Weather Research Center
5104 Caroline Houston, Texas 77004 Phone: 713-529-3076 Fax: 713-528-3538 E-mail: email@example.com
For Immediate Release
August 12, 2004
For Information Contact: Dr. Bob Stacy 713-529-3076
Weather Research Center’s 2004 Atlantic Hurricane Season Prediction Verifies With Tropical Storm Bonnie Making Landfall on the West Coast of Florida.
Houston – Meteorologist Jill F. Hasling of Houston based Weather Research Center [WRC®]indicates that WRC’s 2004 OCSI [Orbital Cyclone Strike Index] prediction verifies with the landfall of Tropical Storm Bonnie. The coast with the highest probability of tropical storm or hurricane making landfall in 2004 was the West Coast of Florida with a 70% chance. Hurricane Charley is also threatening the west coast of Florida.
The forecast of the probability of landfall from a tropical storm or hurricane on different sections of the United States coast for the 2004 Atlantic hurricane season is given in the following table.
2004 OCSI FORECAST FOR THE ATLANTIC
COAST OCSI CLIMATOLOGY 2004 Landfalls
Mexico 50% 40%
Texas 60% 51%
Louisiana to Alabama 40% 59%
West Florida 70% 71% Bonnie
East Florida 30% 41%
Georgia to N. Carolina 40% 56% Alex
East Coast of US 20% 36%
Gulf Oil Blocks 70% 88% Bonnie
There is a chance of a tropical storm or hurricane as late as December. There were 6 of the years used in this Phase of the OCSI when the first storm was after August 1 which means there was a 60% chance of having a late start to the season. This verified when Alex formed August 1. The other in this Phase were years were 1875, 1897, 1941, 1952, 1962 and 1984.
Each year WRC meteorologists make secondary predictions so this model can be compared with other seasonal predictions. This year the OCSI predicts that there will be 7 named storms with 4 of these storms intensifying into hurricanes. Other parameters for the season are given in the following table.
Number of Storms : 7
Number of Hurricanes: 4
Number of Hurricane Days: 16
Number of Storm Days: 55
US Landfalls: 3
Cat 3 or Higher Storms: 60%
The Orbital Cyclone Strike Index [OCSI] has been used by Hasling and Freeman since 1985 to make an outlook for the section of the US coast which has the highest risk of storm landfall. Further research indicates that Weather Research Center’s [WRC’s] Orbital Cyclone Strike Index’s [OCSI] secondary prediction elements verify better over the past twenty years than Colorado State University’s Atlantic Seasonal Hurricane Activity predictions. WRC’s secondary prediction elements consist of the number of named storms in the Atlantic Basin, number of hurricanes in the Atlantic Basin and number of hurricane days and the number of storm days.

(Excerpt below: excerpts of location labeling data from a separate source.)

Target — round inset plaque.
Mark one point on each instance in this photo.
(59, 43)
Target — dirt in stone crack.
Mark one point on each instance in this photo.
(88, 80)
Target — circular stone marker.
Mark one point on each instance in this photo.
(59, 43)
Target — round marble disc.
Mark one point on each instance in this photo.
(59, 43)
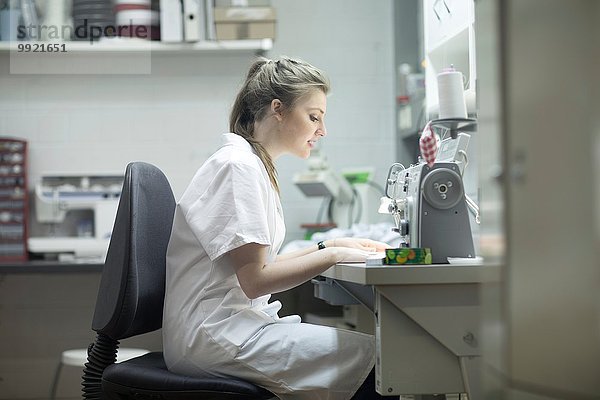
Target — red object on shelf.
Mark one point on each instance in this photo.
(14, 200)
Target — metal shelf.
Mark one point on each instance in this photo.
(120, 45)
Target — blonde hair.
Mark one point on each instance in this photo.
(285, 79)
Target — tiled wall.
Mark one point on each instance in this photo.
(173, 117)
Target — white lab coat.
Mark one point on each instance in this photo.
(211, 325)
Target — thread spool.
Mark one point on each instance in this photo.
(451, 95)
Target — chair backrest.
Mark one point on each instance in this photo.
(132, 288)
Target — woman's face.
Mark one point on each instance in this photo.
(303, 125)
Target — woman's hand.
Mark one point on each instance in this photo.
(367, 245)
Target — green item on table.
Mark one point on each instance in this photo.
(408, 255)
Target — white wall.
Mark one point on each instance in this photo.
(174, 116)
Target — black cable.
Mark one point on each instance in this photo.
(359, 201)
(351, 207)
(330, 211)
(321, 210)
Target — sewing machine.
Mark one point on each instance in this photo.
(77, 213)
(429, 204)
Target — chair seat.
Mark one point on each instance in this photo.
(146, 376)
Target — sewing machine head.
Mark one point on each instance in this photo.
(76, 213)
(428, 203)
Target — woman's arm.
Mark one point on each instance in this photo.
(355, 243)
(257, 277)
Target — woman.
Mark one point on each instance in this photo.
(222, 262)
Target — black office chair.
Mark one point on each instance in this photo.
(130, 302)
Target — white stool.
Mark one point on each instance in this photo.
(78, 358)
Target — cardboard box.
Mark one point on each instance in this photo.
(235, 23)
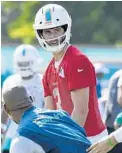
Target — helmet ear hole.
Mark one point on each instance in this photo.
(65, 27)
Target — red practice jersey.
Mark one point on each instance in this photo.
(74, 72)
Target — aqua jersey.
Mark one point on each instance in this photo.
(53, 129)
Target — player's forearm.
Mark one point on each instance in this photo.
(79, 116)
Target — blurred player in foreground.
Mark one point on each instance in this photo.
(42, 131)
(27, 64)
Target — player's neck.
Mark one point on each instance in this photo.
(20, 112)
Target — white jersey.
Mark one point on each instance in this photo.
(23, 145)
(35, 90)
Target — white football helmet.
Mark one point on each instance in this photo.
(50, 16)
(26, 60)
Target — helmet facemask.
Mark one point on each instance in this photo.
(60, 44)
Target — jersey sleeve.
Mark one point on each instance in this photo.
(81, 73)
(47, 91)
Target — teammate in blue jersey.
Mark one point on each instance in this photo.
(42, 131)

The OCSI model is based on the premise that there are planetary orbital influences that are reflected in the global circulation pattern on the sun and subsequently the global circulation pattern of the earth. The sun's orbit influences the sun spot cycle. Using this solar cycle to make an index, hurricane climatology has been summarized into an index called the OCSI. This index has been used since 1985 to make annual forecasts of which section of North America has the highest risk of experiencing a tropical storm or
hurricane. In addition to its ongoing research, the Center also provides storm and
hurricane information via the Internet through WRC Storm Navigator®. This service helps people navigate weather information on the Internet as well as providing detailed storm updates and related information. All of the Center's projections including past predictions can be found on the Internet, http://www.wxresearch.com/outlook .
Ms. Hasling and Dr. Freeman are both Fellows and Certified Consulting Meteorologists from the American Meteorological Society as well as members of the National Council of Industrial Meteorologist.